Conjecture. $$\text{Point $P$ lies on $C_k$ ($k\neq 0$) iff the polar of $P$ with respect to $C$ is tangent to $C_{1/k}$.}$$

For illustration, the figures below show conics $C$, along with dilations $C_2$ (containing $P$) and $C_{1/2}$ (containing $Q$). In each case, the polar of $P$ with respect to $C$ is tangent to $C_{1/2}$, while the polar of $Q$ is tangent to $C_2$.

Answer 1

It seems that a polar of a point with respect to a conic does not depend on the choice of coordinate system (see, for instance [VT, p. 102]; unfortunately, I failed to find a precise formulation of this fact neither in my (electronic) books nor by googling for English and Russian references), so then it suffices to consider the affine coordinate systems in which the conic is determined by canonical equations. Anyway, in [KK] are given the equations of the polar for a conic determined by a general equation (in [VT] a point determining the polar is assumed to be different from the center of a conic), so at least we prove the claims for convenient coordinate systems. We recall the respective equations.

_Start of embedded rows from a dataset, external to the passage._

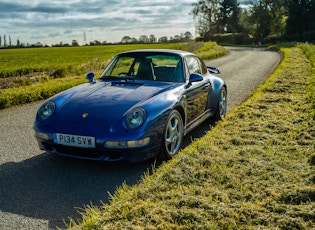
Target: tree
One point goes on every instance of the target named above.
(188, 36)
(301, 17)
(205, 13)
(229, 16)
(144, 39)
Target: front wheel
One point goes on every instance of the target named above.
(220, 112)
(173, 136)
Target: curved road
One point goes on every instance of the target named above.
(39, 190)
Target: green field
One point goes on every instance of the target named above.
(28, 75)
(254, 170)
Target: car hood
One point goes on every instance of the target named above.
(106, 102)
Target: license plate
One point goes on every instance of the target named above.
(75, 140)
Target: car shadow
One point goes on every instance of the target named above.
(196, 133)
(55, 188)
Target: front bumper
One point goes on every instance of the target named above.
(100, 152)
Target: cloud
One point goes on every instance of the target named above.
(56, 21)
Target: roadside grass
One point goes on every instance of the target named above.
(57, 69)
(254, 170)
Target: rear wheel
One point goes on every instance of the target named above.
(220, 113)
(173, 136)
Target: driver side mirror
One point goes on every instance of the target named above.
(195, 77)
(90, 76)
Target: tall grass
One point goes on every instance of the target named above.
(254, 170)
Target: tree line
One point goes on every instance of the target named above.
(183, 37)
(261, 20)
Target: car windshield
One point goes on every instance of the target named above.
(145, 66)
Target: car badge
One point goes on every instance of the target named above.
(85, 115)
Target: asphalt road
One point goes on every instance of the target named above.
(39, 190)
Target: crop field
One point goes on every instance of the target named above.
(32, 74)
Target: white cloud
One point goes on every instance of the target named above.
(51, 22)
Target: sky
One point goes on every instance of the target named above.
(54, 21)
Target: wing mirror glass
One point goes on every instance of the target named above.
(213, 70)
(195, 77)
(90, 76)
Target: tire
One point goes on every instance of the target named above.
(220, 112)
(173, 136)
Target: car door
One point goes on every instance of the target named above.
(196, 92)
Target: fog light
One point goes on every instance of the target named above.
(127, 144)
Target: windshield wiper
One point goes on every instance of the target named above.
(119, 78)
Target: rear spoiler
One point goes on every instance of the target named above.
(213, 70)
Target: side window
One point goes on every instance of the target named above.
(193, 65)
(204, 69)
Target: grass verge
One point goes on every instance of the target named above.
(254, 170)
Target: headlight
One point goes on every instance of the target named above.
(46, 110)
(135, 118)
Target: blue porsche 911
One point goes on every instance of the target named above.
(141, 107)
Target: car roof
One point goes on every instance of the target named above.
(162, 51)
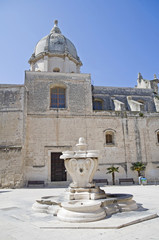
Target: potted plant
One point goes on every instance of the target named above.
(112, 170)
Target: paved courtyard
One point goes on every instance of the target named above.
(18, 221)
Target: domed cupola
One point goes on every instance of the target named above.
(55, 53)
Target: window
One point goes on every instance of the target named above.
(142, 106)
(109, 137)
(97, 105)
(58, 98)
(158, 137)
(56, 70)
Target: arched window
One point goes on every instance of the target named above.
(56, 70)
(158, 137)
(58, 98)
(142, 107)
(109, 137)
(97, 104)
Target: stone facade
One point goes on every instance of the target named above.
(32, 131)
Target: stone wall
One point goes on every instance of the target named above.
(12, 134)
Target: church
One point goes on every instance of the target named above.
(57, 105)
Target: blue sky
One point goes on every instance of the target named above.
(115, 39)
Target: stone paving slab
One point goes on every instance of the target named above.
(18, 221)
(116, 221)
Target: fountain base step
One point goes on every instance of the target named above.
(81, 211)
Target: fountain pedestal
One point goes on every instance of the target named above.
(84, 202)
(82, 193)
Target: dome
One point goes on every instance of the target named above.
(56, 44)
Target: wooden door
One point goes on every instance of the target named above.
(58, 172)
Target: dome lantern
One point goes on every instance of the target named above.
(55, 51)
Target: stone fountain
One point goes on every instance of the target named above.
(84, 201)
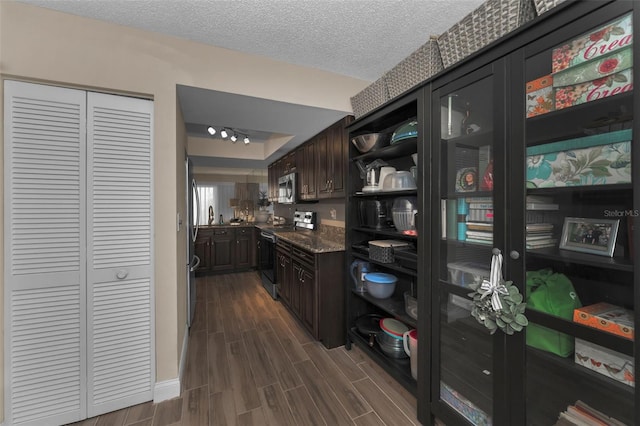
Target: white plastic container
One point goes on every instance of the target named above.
(465, 273)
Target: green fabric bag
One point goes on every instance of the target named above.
(552, 293)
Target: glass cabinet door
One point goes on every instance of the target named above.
(578, 102)
(469, 150)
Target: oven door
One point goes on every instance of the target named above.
(266, 262)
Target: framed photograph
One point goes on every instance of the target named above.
(595, 236)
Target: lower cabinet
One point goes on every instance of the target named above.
(225, 249)
(310, 286)
(283, 271)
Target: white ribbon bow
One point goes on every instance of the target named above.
(494, 287)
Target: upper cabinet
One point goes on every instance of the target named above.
(320, 164)
(333, 149)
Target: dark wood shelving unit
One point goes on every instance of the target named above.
(400, 369)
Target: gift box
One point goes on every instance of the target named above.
(602, 41)
(606, 317)
(463, 406)
(540, 96)
(605, 361)
(601, 78)
(602, 159)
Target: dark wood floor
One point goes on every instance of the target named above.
(249, 362)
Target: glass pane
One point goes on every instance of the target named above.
(466, 240)
(579, 208)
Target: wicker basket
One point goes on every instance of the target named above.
(543, 6)
(414, 69)
(492, 20)
(370, 98)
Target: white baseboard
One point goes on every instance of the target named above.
(170, 389)
(183, 353)
(167, 389)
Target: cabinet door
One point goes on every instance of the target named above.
(202, 248)
(468, 360)
(307, 167)
(308, 300)
(296, 281)
(339, 150)
(580, 207)
(244, 248)
(223, 249)
(323, 165)
(283, 274)
(45, 277)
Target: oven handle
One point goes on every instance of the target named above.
(267, 236)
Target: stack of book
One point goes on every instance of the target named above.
(539, 235)
(479, 220)
(581, 414)
(540, 202)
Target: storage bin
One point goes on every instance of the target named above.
(543, 6)
(370, 97)
(552, 165)
(492, 20)
(382, 250)
(465, 273)
(605, 361)
(414, 69)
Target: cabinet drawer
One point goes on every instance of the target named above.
(283, 246)
(304, 257)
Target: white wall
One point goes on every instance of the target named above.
(37, 44)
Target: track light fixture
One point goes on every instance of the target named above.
(225, 132)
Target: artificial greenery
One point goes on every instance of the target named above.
(509, 318)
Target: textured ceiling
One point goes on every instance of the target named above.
(358, 38)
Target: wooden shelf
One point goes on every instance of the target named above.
(393, 306)
(393, 266)
(557, 255)
(399, 369)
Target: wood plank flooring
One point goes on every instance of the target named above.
(250, 363)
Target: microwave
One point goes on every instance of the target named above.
(287, 189)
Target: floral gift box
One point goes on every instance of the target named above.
(603, 41)
(540, 97)
(603, 159)
(607, 76)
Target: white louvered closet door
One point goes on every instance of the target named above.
(120, 298)
(44, 232)
(79, 336)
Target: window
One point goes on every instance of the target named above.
(216, 196)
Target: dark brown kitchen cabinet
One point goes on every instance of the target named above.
(245, 255)
(332, 150)
(272, 182)
(225, 249)
(306, 161)
(283, 271)
(202, 248)
(222, 250)
(288, 164)
(310, 286)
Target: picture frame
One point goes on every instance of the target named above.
(586, 235)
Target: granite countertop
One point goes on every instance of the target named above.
(313, 241)
(310, 241)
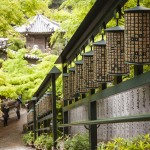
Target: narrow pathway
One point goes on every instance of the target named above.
(11, 135)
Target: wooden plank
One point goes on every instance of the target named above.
(135, 118)
(140, 80)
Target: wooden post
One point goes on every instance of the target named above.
(53, 73)
(34, 121)
(92, 128)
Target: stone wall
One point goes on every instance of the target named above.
(76, 115)
(132, 102)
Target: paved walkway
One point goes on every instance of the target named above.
(11, 135)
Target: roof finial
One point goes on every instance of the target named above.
(138, 2)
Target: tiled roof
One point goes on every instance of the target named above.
(39, 24)
(26, 56)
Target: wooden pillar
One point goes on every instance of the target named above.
(138, 69)
(92, 128)
(65, 114)
(54, 110)
(34, 121)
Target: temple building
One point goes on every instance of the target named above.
(38, 32)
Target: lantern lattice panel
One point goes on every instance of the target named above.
(137, 35)
(71, 82)
(100, 62)
(80, 85)
(115, 51)
(66, 86)
(49, 101)
(88, 70)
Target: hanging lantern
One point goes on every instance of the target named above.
(100, 62)
(66, 86)
(40, 107)
(37, 109)
(115, 51)
(71, 85)
(49, 101)
(88, 70)
(137, 35)
(80, 85)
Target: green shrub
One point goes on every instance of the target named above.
(77, 142)
(141, 142)
(28, 138)
(44, 142)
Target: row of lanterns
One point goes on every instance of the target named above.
(43, 106)
(112, 57)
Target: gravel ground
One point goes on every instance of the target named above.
(11, 135)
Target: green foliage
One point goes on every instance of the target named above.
(18, 78)
(77, 142)
(28, 138)
(141, 142)
(44, 142)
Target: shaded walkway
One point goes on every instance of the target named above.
(11, 135)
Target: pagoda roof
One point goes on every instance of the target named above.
(37, 25)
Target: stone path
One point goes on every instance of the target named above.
(11, 135)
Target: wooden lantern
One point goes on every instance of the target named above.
(100, 62)
(49, 101)
(88, 70)
(40, 107)
(66, 86)
(115, 51)
(80, 85)
(71, 82)
(137, 35)
(30, 116)
(44, 104)
(37, 109)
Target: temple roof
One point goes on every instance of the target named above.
(38, 24)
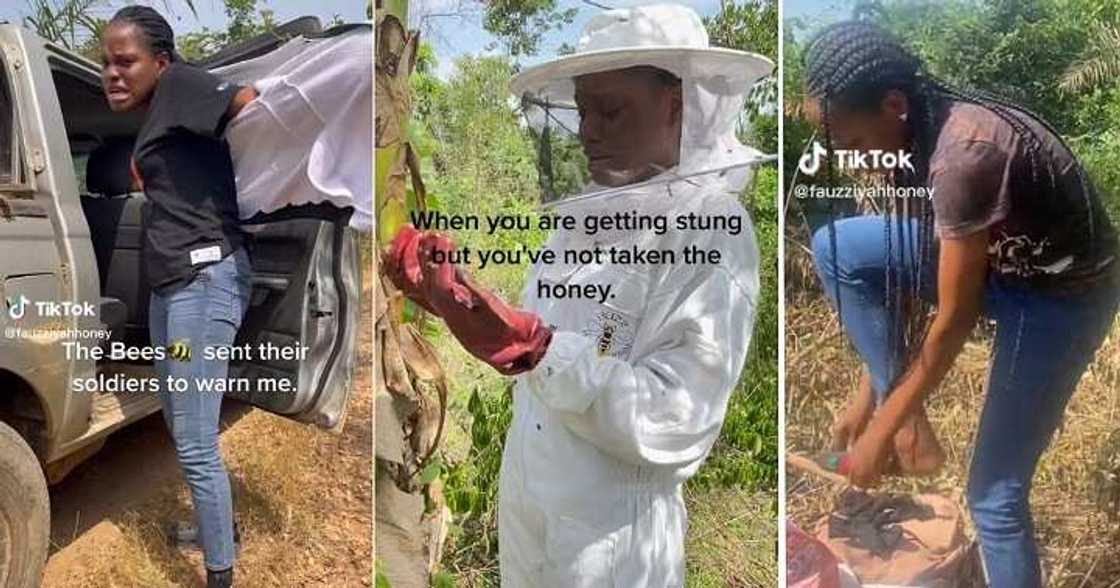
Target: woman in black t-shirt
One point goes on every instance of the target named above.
(194, 248)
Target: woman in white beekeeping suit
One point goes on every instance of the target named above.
(617, 400)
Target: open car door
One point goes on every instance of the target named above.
(306, 286)
(306, 300)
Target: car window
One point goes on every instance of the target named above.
(81, 160)
(9, 170)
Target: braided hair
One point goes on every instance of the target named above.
(852, 65)
(154, 28)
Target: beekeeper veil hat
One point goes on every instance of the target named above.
(715, 82)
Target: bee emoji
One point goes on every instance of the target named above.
(608, 334)
(179, 351)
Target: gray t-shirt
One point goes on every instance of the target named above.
(1054, 238)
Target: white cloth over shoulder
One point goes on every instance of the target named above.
(307, 137)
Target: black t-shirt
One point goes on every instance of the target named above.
(187, 176)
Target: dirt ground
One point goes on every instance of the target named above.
(302, 497)
(1078, 539)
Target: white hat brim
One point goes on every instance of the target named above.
(738, 67)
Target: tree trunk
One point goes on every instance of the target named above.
(409, 384)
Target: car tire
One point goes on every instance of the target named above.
(25, 513)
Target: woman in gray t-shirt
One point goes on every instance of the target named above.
(1007, 225)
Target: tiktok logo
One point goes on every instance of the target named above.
(854, 159)
(811, 162)
(16, 310)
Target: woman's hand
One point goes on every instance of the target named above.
(851, 422)
(868, 458)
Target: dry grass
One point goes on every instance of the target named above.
(731, 539)
(302, 497)
(1078, 540)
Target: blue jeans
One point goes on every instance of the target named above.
(1042, 346)
(206, 313)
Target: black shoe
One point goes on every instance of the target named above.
(220, 579)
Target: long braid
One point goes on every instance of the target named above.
(854, 64)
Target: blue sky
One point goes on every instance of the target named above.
(815, 12)
(212, 12)
(454, 36)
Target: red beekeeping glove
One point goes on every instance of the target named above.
(402, 266)
(510, 339)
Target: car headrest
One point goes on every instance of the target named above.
(106, 171)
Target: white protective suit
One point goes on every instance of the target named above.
(307, 138)
(631, 394)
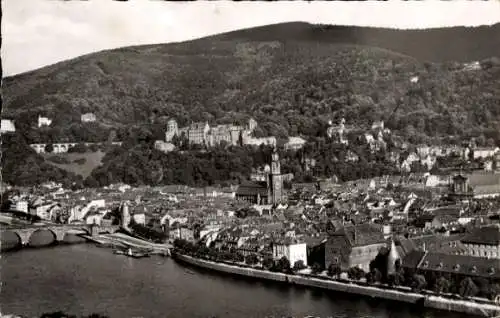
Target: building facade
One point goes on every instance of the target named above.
(293, 251)
(275, 184)
(354, 246)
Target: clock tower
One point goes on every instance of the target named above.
(275, 185)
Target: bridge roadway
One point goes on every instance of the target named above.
(24, 233)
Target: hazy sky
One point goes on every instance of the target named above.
(41, 32)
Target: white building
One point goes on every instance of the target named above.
(20, 205)
(88, 118)
(485, 152)
(295, 143)
(164, 146)
(7, 126)
(44, 121)
(292, 250)
(139, 218)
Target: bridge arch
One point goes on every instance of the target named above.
(42, 237)
(10, 240)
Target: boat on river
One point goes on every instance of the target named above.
(131, 253)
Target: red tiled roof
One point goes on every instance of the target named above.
(489, 235)
(461, 264)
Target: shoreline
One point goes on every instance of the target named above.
(419, 300)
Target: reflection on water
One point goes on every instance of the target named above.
(81, 279)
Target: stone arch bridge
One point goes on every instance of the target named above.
(58, 231)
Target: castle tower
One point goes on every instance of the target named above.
(275, 180)
(125, 215)
(392, 258)
(172, 130)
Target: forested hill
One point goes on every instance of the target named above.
(436, 45)
(292, 78)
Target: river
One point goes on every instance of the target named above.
(83, 279)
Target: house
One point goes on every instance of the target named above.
(255, 192)
(164, 146)
(88, 118)
(181, 232)
(139, 218)
(477, 185)
(483, 242)
(459, 267)
(197, 133)
(20, 205)
(354, 246)
(7, 126)
(44, 121)
(485, 152)
(290, 248)
(295, 143)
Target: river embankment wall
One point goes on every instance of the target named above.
(425, 301)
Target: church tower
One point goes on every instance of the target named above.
(275, 180)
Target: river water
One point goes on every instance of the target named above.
(84, 279)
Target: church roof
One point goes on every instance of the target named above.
(461, 264)
(489, 235)
(252, 188)
(361, 235)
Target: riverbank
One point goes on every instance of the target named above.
(423, 301)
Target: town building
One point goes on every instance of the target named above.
(20, 205)
(354, 246)
(254, 192)
(483, 242)
(484, 152)
(477, 185)
(264, 192)
(172, 130)
(275, 184)
(202, 133)
(458, 267)
(295, 143)
(7, 126)
(290, 248)
(164, 146)
(44, 121)
(88, 118)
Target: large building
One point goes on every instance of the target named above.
(293, 250)
(7, 126)
(483, 242)
(477, 185)
(202, 133)
(275, 184)
(354, 246)
(264, 192)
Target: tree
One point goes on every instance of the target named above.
(334, 270)
(468, 288)
(49, 148)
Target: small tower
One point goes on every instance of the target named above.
(275, 180)
(392, 258)
(125, 215)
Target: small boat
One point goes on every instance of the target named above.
(119, 252)
(134, 254)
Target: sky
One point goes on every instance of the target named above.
(37, 33)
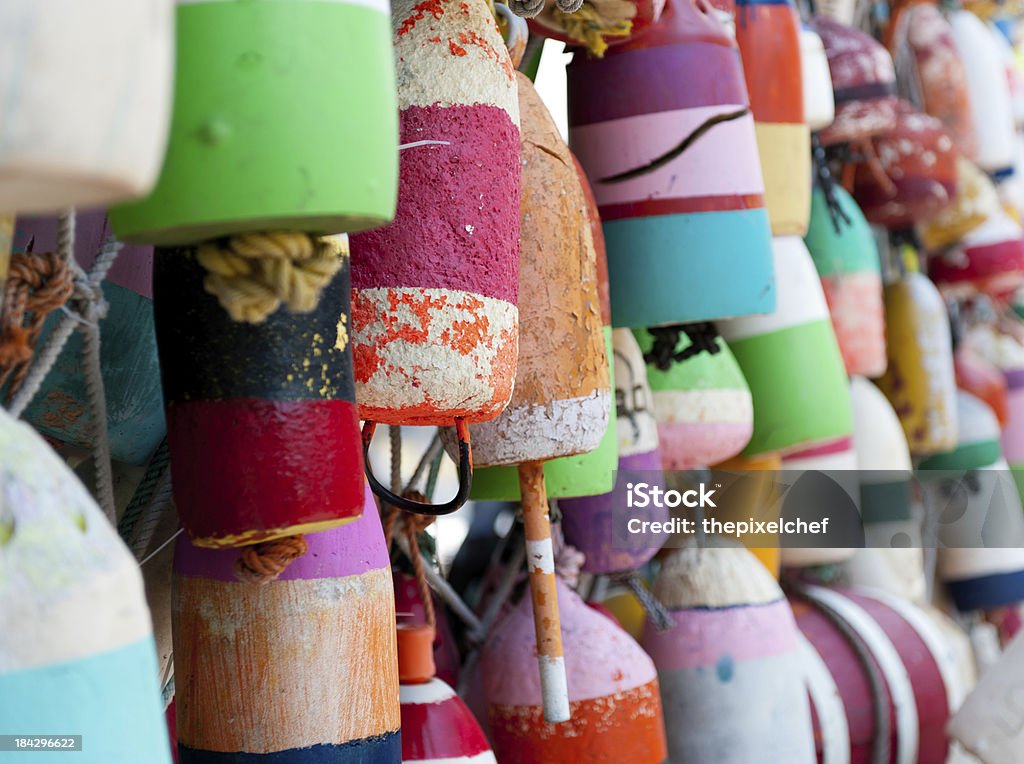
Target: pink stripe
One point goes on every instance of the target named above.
(701, 637)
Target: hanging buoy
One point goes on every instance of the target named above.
(729, 671)
(241, 158)
(87, 101)
(675, 171)
(593, 524)
(261, 420)
(76, 650)
(768, 36)
(616, 710)
(316, 647)
(436, 725)
(846, 256)
(792, 361)
(702, 405)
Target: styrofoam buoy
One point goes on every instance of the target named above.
(988, 92)
(81, 128)
(589, 523)
(920, 381)
(434, 316)
(261, 418)
(702, 405)
(302, 669)
(616, 710)
(768, 36)
(676, 210)
(847, 260)
(239, 160)
(792, 361)
(436, 725)
(729, 670)
(863, 82)
(128, 351)
(76, 650)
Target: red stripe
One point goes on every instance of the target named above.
(246, 464)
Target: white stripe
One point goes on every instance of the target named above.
(827, 705)
(900, 688)
(540, 556)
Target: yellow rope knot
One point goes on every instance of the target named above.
(252, 274)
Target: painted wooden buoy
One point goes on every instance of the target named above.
(76, 650)
(434, 316)
(792, 361)
(870, 655)
(436, 725)
(729, 670)
(988, 260)
(819, 101)
(261, 418)
(590, 523)
(914, 175)
(616, 711)
(768, 36)
(128, 351)
(920, 381)
(863, 83)
(702, 405)
(847, 260)
(676, 210)
(239, 160)
(988, 92)
(302, 669)
(82, 129)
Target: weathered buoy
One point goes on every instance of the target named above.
(434, 316)
(846, 256)
(436, 725)
(676, 210)
(616, 710)
(82, 129)
(261, 418)
(702, 405)
(320, 641)
(729, 670)
(76, 650)
(920, 381)
(239, 159)
(792, 361)
(768, 36)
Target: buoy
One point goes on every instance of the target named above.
(729, 671)
(702, 405)
(81, 128)
(595, 524)
(77, 653)
(128, 350)
(261, 420)
(320, 641)
(914, 175)
(616, 710)
(676, 210)
(239, 160)
(988, 92)
(863, 82)
(436, 725)
(792, 361)
(846, 256)
(881, 675)
(768, 36)
(434, 316)
(920, 381)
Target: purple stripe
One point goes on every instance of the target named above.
(659, 79)
(350, 550)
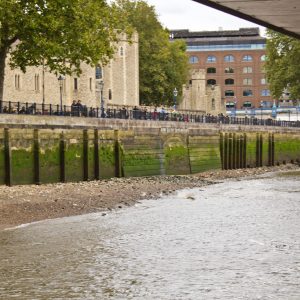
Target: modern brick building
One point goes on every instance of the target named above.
(234, 61)
(120, 79)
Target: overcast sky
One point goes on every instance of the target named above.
(187, 14)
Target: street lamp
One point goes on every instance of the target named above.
(101, 86)
(175, 94)
(60, 81)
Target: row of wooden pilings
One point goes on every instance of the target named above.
(233, 149)
(62, 149)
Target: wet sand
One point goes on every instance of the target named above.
(30, 203)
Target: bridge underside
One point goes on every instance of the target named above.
(280, 15)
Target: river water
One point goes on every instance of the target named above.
(232, 240)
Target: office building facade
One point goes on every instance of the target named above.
(232, 60)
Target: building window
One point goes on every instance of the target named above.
(247, 70)
(263, 81)
(265, 92)
(213, 104)
(229, 58)
(211, 81)
(229, 70)
(36, 82)
(229, 81)
(193, 59)
(211, 70)
(17, 82)
(247, 93)
(76, 84)
(263, 58)
(247, 104)
(98, 72)
(247, 58)
(247, 81)
(229, 93)
(211, 59)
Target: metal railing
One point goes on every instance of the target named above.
(136, 113)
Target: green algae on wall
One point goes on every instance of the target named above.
(251, 150)
(176, 157)
(22, 156)
(204, 153)
(107, 158)
(287, 147)
(142, 156)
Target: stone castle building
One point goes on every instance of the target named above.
(233, 61)
(120, 79)
(199, 96)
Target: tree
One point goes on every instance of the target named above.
(163, 65)
(282, 65)
(57, 33)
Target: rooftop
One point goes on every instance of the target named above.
(242, 32)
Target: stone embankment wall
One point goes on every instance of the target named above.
(36, 149)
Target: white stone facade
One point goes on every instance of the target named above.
(199, 96)
(120, 78)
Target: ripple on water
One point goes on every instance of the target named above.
(234, 240)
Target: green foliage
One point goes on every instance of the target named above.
(58, 33)
(282, 65)
(163, 64)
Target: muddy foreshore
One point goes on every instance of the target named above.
(29, 203)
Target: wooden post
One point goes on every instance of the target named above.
(244, 150)
(234, 151)
(273, 150)
(257, 151)
(36, 156)
(96, 154)
(260, 150)
(226, 152)
(222, 149)
(118, 157)
(230, 156)
(62, 149)
(7, 158)
(85, 155)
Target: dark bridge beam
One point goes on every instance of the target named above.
(280, 15)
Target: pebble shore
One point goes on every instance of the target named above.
(29, 203)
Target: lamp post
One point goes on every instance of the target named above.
(101, 86)
(175, 93)
(60, 81)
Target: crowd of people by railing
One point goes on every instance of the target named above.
(77, 109)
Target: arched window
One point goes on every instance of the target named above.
(247, 58)
(211, 59)
(211, 70)
(263, 58)
(211, 81)
(247, 81)
(247, 104)
(247, 93)
(265, 92)
(263, 81)
(229, 81)
(193, 59)
(229, 93)
(229, 58)
(229, 70)
(98, 72)
(247, 70)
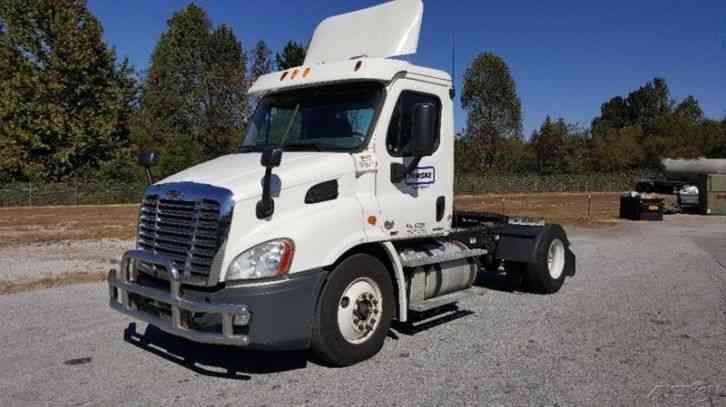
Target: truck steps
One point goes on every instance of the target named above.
(438, 302)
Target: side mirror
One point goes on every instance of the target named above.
(271, 158)
(148, 159)
(424, 121)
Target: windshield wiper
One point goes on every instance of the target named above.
(249, 149)
(302, 146)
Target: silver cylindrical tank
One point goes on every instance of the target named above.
(441, 278)
(693, 169)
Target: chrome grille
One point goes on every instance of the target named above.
(187, 227)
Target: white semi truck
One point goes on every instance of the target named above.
(336, 217)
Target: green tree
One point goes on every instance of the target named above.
(493, 108)
(292, 55)
(193, 104)
(550, 146)
(64, 101)
(617, 149)
(690, 109)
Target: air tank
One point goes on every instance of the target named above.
(692, 170)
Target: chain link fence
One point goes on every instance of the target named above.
(72, 193)
(508, 184)
(106, 193)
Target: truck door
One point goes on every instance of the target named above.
(421, 203)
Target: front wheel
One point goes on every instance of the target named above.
(354, 312)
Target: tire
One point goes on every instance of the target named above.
(337, 339)
(548, 273)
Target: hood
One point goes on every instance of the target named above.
(242, 173)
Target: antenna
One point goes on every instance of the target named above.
(453, 66)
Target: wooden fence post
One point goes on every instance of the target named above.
(589, 205)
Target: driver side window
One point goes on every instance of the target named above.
(398, 140)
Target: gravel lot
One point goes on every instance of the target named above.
(642, 323)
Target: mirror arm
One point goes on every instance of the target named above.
(266, 205)
(149, 175)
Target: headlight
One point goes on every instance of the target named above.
(266, 260)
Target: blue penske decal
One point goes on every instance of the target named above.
(421, 177)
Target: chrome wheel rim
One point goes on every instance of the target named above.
(360, 310)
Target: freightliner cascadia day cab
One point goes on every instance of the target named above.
(337, 215)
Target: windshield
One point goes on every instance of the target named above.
(327, 118)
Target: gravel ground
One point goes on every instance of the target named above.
(30, 262)
(642, 323)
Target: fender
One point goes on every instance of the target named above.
(400, 280)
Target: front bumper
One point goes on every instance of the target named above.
(274, 315)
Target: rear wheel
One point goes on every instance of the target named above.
(354, 312)
(548, 274)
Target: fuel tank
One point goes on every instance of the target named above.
(441, 278)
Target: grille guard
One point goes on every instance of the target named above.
(123, 282)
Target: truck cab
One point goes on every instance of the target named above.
(335, 218)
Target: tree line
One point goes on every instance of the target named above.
(632, 132)
(71, 109)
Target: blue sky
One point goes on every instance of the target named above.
(567, 57)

1) Assume that the conic $C$ is an ellipse or a hyperbola. Put the origin of the coordinate system to its center. According to [KK, 2.4-6] the conic $C$ has an equation $$ax^2+2bxy+cy^2+d=0.$$ So an equation of a conic $C_k$ is $$ax^2+2bxy+cy^2+dk^2=0$$
and an equation of a conic $C_{1/k}$ is $$ax^2+2bxy+cy^2+d/k^2=0.$$

An equation of a polar of a point $(x_1,y_1)$ with respect to the conic $C$ [KK, 2.4-10] is $$axx_1+b(xy_1+yx_1)+cyy_1+d=0$$ and an equation of a straight line tangent to the conic $C_{1/k}$ at its point $(x_2,y_2)$ according to [KK, 2.4-10] is $$axx_2+b(xy_2+yx_2)+cyy_2+d/k^2=0.$$

Now we can prove the equivalence.

Point $P$ lies on $C_k$ ($k\neq 0$) iff the polar of $P$ with respect to $C$ is tangent to $C_{1/k}$.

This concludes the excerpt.